Figure 2: Overview of the SliderEdit training pipeline. Learnable low-rank matrices are applied to the intermediate token embeddings corresponding to the target edit instruction. These adapters are trained using the Partial Prompt Suppression (PPS) loss, which encourages the model to suppress or neutralize the visual effect of the selected instruction tokens.
Experiments
Comprehensive evaluations of SliderEdit across both quantitative and qualitative metrics highlight its robust performance compared to established baselines. The framework is tested using FLUX-Kontext and Qwen-Image-Edit models with results indicating superior edit controllability and semantic disentanglement.
Qualitative Results
Qualitative results underscore the model's ability to provide continuous and precise control over edits. SliderEdit effectively handles various local and global edits, producing smooth transitions without abrupt changes. Notable examples demonstrate the model's capability to modulate both visual and attribute-specific edits seamlessly.
Figure 3: Qualitative Samples of GSTLoRA. Demonstrates smooth, continuous control over the strength of both local and global edits.
Figure 4: Controllable zero-shot multi-subject personalization with STLoRA. STLoRA enables smooth adjustment of each instruction's strength to generate coherent, evolving image sequences, supporting story-like visual editing. (Best viewed from top-left to top-right, then bottom-right to bottom-left)
Quantitative Results
The evaluation set for quantitative analysis involves diverse edit configurations, allowing the assessment of continuity, extrapolation, and disentanglement across various prompt structures. Metrics include vision-LLM embedding similarities and identity preservation measures, with SliderEdit demonstrating robust performance across all metrics compared to other frameworks.

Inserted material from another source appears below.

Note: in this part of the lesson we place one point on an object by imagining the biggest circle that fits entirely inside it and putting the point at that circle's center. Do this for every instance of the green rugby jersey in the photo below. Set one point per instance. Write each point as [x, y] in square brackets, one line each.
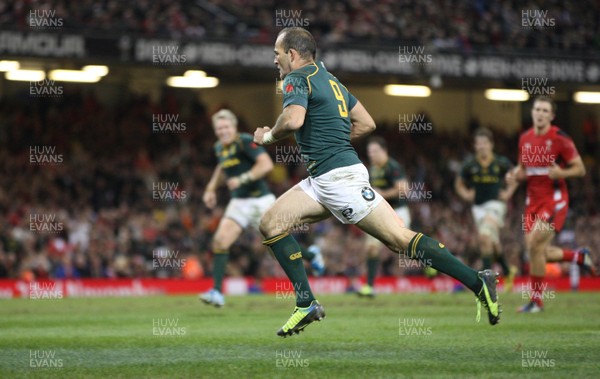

Figure 5: Qualitative results of STLoRA on 2-instruction edit. The 2D grid shows smooth, continuous transitions, allowing precise and disentangled control over each instruction's strength.
Figure 6: Qualitative and quantitative comparison of GSTLoRA with CFG baselines. GSTLoRA shows smooth edit trajectories with gradual similarity changes, unlike Implicit and Explicit CFG, which exhibit abrupt transitions and greater identity drift.
Conclusion
SliderEdit establishes a unified framework for fine-grained, instruction-based image editing, bridging the gap between discrete application models and user-desired continuous, interactive control. By leveraging low-rank adaptations and PPS loss, it integrates seamlessly with existing models to enhance controllability and coherence in image edits. The demonstrated improvements signal promising directions for future research, particularly in interactive visual storytelling and creative content generation. This foundational contribution paves the way for further exploration into compositional and continuous control mechanisms in machine learning and AI-driven image editing.